For this purpose, a delay control system according to FIG. 6 is additionally provided in the case of an excimer laser which is controlled with a control circuit according to FIG. 2. The charging voltage HV supplied by the power supply unit is determined by means of a controller 10 (for example a microprocessor). The controller 10 controls a variable delay stage 14 , which in turn closes the high-voltage switch (main switching element) T. The power supply and the circuit according to FIG. 2 are accommodated in the laser in FIG. 6. At 16 , the so-called trigger signal, which is generated by means of the switch S ₁ and with which a laser pulse is to be initiated, is entered. This signal is appropriately transformed in block 12 to switch the thyro tron. The control circuit determines the charging voltage of the laser and controls the variable delay stage 14 in such a way that a delay time t _d according to FIG. 5 is added to the switching time t _{v of} the switching circuit (according to FIG. 2), so that the total time span between the input of the trigger signal at 16 ( FIG. 6) and the beginning of the laser pulse has the constant value t _g .

The delay control is shown schematically in Fig. 7 Darge. The instantaneous charging voltage HV of the laser is entered into an analog / digital converter and converted into a digital word proportional to the voltage. The resolution is, for example, 10 V, the total value range is 1024 steps. In circuit 20 , the associated delay time t _{d is} determined for a given charging voltage HV . Because of the small range of values of only 1024 steps of the independent variable, that is the loading voltage HV , the so-called "table look up" method can advantageously be used here, in which all the function values are previously calculated and stored in a table (PROM). This enables access times that are significantly shorter than 100 ns to be achieved. In the functional unit 20 , the associated delay time t _{d is} determined for the currently prevailing charging voltage HV and the delay stage 14 is controlled accordingly, so that the input trigger signal 16 _is delayed by the delay time period t _d and the output trigger signal 26 is delayed accordingly switch T arranged in the laser closes, so that the sum t _d + t _v assumes the constant value t _g and each shot of the laser follows the trigger signal 16 exactly for the period of time t _g .

The delay stage 14 is known as such to the person skilled in the art as a standard component. The throughput delay can be set using a digital word created in parallel.

Claims (3)

1. Control circuit for a pulsed laser, in particular a gas discharge laser

• - A first switching elements ( S ₁ ), which is actuated to generate a laser pulse, wherein a time elapses between the actuation of the first switching element and the start of the laser pulse, which depends on a parameter that can change from laser pulse to laser pulse,

marked by

• - A measuring device ( 10 ) for measuring the parameter, and
• - A delay control circuit ( 14 ; 20 ) which controls a delay stage in dependence on the measured value of the parameter such that the said time span ( t ) between actuation of the first switching element ( S ₁ ) and the beginning of the laser pulse a predetermined, has constant value.

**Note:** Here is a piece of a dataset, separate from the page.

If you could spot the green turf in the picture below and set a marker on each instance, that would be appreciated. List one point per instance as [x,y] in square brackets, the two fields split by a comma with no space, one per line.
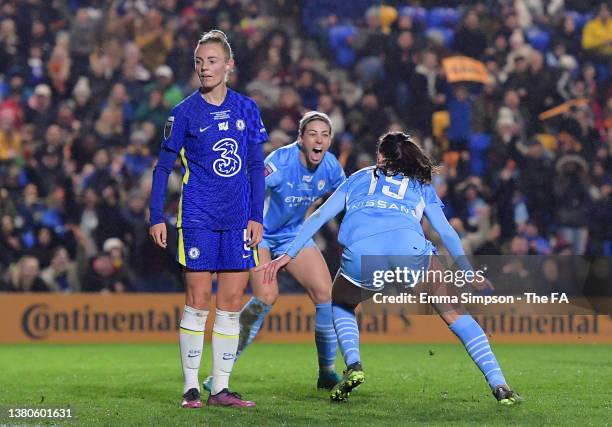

2. Control circuit according to claim 1, with a high-voltage supply circuit (HV) for charging at least one capacitor ( C ₁ , C ₂ , C ₃ , C ₄ ) upon actuation of a main switching element ( T ) by the first switching element ( S ₁ ), characterized in that the variable parameter is the high voltage of the capacitor or a size dependent thereon and that in dependence on the high voltage or the dependent size the delay time controlled by the delay stage ( 14 ) is set.